Pour Pollin’Air, tout part du jardin botanique Jean-Marie Pelt à Nancy. « Ce dispositif de surveillance comprend 24 plantes allergisantes, explique Marielle Grégori. À partir d’une veille phénologique effectuée toute l’année, nous avons une perception très fine de l’évolution des pollens. Dès le début de la pollinisation, nous informons nos sentinelles. » Ces botanistes, jardiniers, pharmaciens, mais aussi écoles ou EHPAD, inspectent les fleurs  et arbres de leur jardin, relève les pollinisations quand elles commencent dans leur secteur. Toutes les informations sont rassemblées sur une carte par Pollin’Air, ce qui donne une connaissance très précise de la présence des allergisants dans la région. Toutes les plantes n’ont pas le même potentiel allergisant : le bouleau et les graminés sont les plus forts.

Informer le public par une newsletter

Ces quelques 300 botanistes, âgés de 6 à 95 ans et formés par Pollin’Air, livrent des informations précieuses aux 850 personnes informées par la newsletter de Pollin’air. « Les inscrits reçoivent un premier mail quand 3 sentinelles remarquent une pollinisation sur la même espèce de plante, décrit la coordinatrice Grand est. Puis un second quand le phénomène est présent à proximité. Ils peuvent alors adapter leur comportement afin de réduire les symptômes allergiques. » Cela signifie consulter son médecin généraliste, son allergologue ou son pharmacien lors de la première alerte.

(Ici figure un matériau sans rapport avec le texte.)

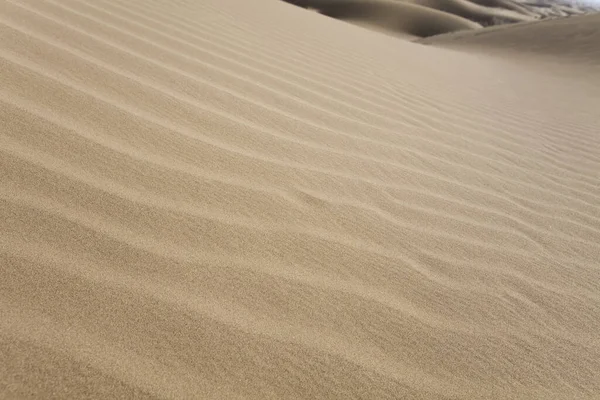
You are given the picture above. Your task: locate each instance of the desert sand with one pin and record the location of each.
(230, 199)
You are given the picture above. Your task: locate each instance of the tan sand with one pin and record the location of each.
(226, 199)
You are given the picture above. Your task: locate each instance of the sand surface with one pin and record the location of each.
(231, 199)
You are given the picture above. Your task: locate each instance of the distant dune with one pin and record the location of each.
(414, 18)
(232, 199)
(567, 39)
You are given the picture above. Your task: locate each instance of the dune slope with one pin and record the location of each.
(572, 40)
(227, 199)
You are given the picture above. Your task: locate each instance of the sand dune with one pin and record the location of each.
(567, 40)
(404, 19)
(227, 199)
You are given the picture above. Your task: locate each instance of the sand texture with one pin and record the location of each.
(231, 199)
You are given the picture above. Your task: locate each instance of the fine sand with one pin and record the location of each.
(232, 199)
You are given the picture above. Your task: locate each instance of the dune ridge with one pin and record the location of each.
(209, 200)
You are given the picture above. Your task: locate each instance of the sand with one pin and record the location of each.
(230, 199)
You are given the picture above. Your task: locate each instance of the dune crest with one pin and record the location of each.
(226, 199)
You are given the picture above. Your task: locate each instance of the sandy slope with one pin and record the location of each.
(208, 199)
(565, 40)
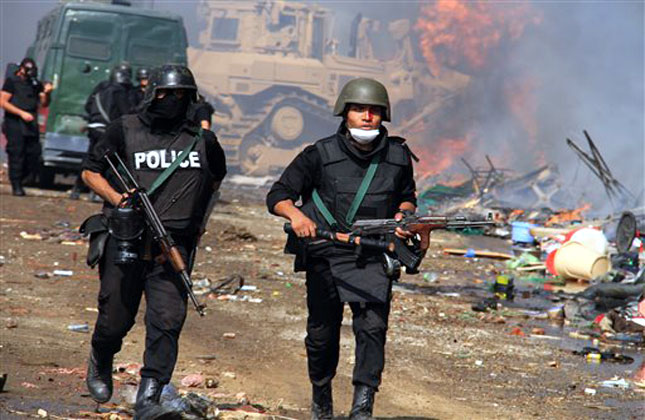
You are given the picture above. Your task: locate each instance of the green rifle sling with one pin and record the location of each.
(356, 203)
(175, 164)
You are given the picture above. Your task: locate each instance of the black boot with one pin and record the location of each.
(148, 406)
(363, 403)
(16, 187)
(99, 376)
(321, 403)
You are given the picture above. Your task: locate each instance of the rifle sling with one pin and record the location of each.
(356, 203)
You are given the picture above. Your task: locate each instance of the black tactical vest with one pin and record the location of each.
(178, 201)
(342, 175)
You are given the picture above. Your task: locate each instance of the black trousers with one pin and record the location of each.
(369, 323)
(121, 289)
(23, 150)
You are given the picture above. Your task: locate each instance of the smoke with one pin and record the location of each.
(541, 72)
(568, 66)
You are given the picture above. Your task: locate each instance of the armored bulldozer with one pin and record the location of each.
(273, 72)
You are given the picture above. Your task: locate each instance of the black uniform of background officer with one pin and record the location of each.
(145, 141)
(334, 167)
(21, 95)
(109, 100)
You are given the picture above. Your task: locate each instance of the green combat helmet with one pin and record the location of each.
(363, 91)
(169, 76)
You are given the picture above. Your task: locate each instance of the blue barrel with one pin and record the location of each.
(520, 232)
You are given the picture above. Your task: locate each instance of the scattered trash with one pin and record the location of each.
(517, 331)
(504, 288)
(63, 273)
(484, 305)
(212, 383)
(615, 383)
(478, 253)
(430, 277)
(79, 328)
(31, 236)
(594, 355)
(193, 380)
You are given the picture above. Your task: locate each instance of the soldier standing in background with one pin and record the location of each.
(22, 93)
(109, 100)
(358, 173)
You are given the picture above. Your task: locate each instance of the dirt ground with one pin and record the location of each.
(443, 360)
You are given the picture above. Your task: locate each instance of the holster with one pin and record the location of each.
(96, 227)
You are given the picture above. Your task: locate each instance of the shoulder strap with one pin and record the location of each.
(99, 105)
(358, 198)
(175, 164)
(362, 190)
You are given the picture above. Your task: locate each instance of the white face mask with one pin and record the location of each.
(363, 136)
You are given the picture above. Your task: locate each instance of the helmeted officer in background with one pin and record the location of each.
(327, 176)
(109, 100)
(139, 91)
(22, 93)
(148, 142)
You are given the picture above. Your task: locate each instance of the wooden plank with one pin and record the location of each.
(479, 253)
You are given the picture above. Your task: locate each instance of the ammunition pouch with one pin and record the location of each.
(125, 224)
(96, 228)
(409, 255)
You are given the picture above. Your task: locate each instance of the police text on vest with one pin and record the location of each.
(159, 159)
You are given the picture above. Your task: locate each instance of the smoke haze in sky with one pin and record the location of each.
(584, 63)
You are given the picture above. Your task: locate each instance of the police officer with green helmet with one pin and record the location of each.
(182, 195)
(360, 172)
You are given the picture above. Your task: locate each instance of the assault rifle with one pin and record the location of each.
(410, 252)
(163, 238)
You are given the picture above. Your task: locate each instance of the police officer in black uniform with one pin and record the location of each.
(327, 176)
(148, 142)
(109, 100)
(20, 97)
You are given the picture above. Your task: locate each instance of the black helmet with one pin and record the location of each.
(363, 91)
(121, 74)
(29, 65)
(142, 74)
(169, 76)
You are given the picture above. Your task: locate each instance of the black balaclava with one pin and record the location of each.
(169, 111)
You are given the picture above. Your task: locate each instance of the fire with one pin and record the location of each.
(457, 32)
(564, 216)
(440, 155)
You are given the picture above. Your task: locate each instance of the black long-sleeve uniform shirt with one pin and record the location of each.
(304, 172)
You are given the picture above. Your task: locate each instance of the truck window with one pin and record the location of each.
(90, 36)
(150, 41)
(224, 29)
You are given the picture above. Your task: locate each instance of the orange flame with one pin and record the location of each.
(454, 31)
(563, 216)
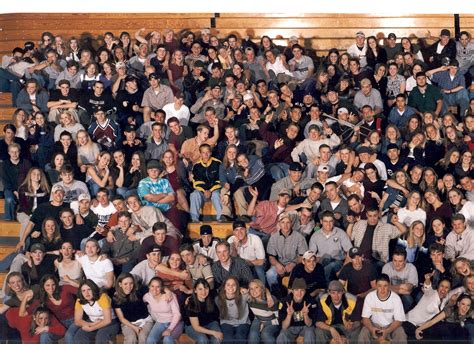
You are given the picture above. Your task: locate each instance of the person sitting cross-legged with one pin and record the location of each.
(206, 184)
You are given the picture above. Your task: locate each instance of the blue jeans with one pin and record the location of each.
(49, 338)
(267, 335)
(236, 334)
(155, 334)
(100, 336)
(197, 201)
(262, 235)
(278, 170)
(259, 270)
(460, 98)
(331, 266)
(201, 338)
(10, 205)
(70, 332)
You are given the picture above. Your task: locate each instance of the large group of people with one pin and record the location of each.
(347, 181)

La seconde correspond à la reprise du traitement préventif contre les allergies.

Adapter son comportement

Au-delà de la solution médicale, des gestes à adopter au quotidien réduisent l’exposition aux pollens et les réactions allergiques. Aérer son habitation le matin ou le soir, éviter de faire sécher son linge dehors lors des pics de pollens, sinon on ramène les particules à l’intérieur, ou fermer les fenêtres en voiture limitent déjà les risques allergiques. Pour les sportifs, il est préférable de courir en matinée ou le soir, quand les pollens sont moins nombreux dans l’air. Et d’éviter certaines zones, champs, bois, notamment lors des périodes de chaleur agrémentée d’un vent fort.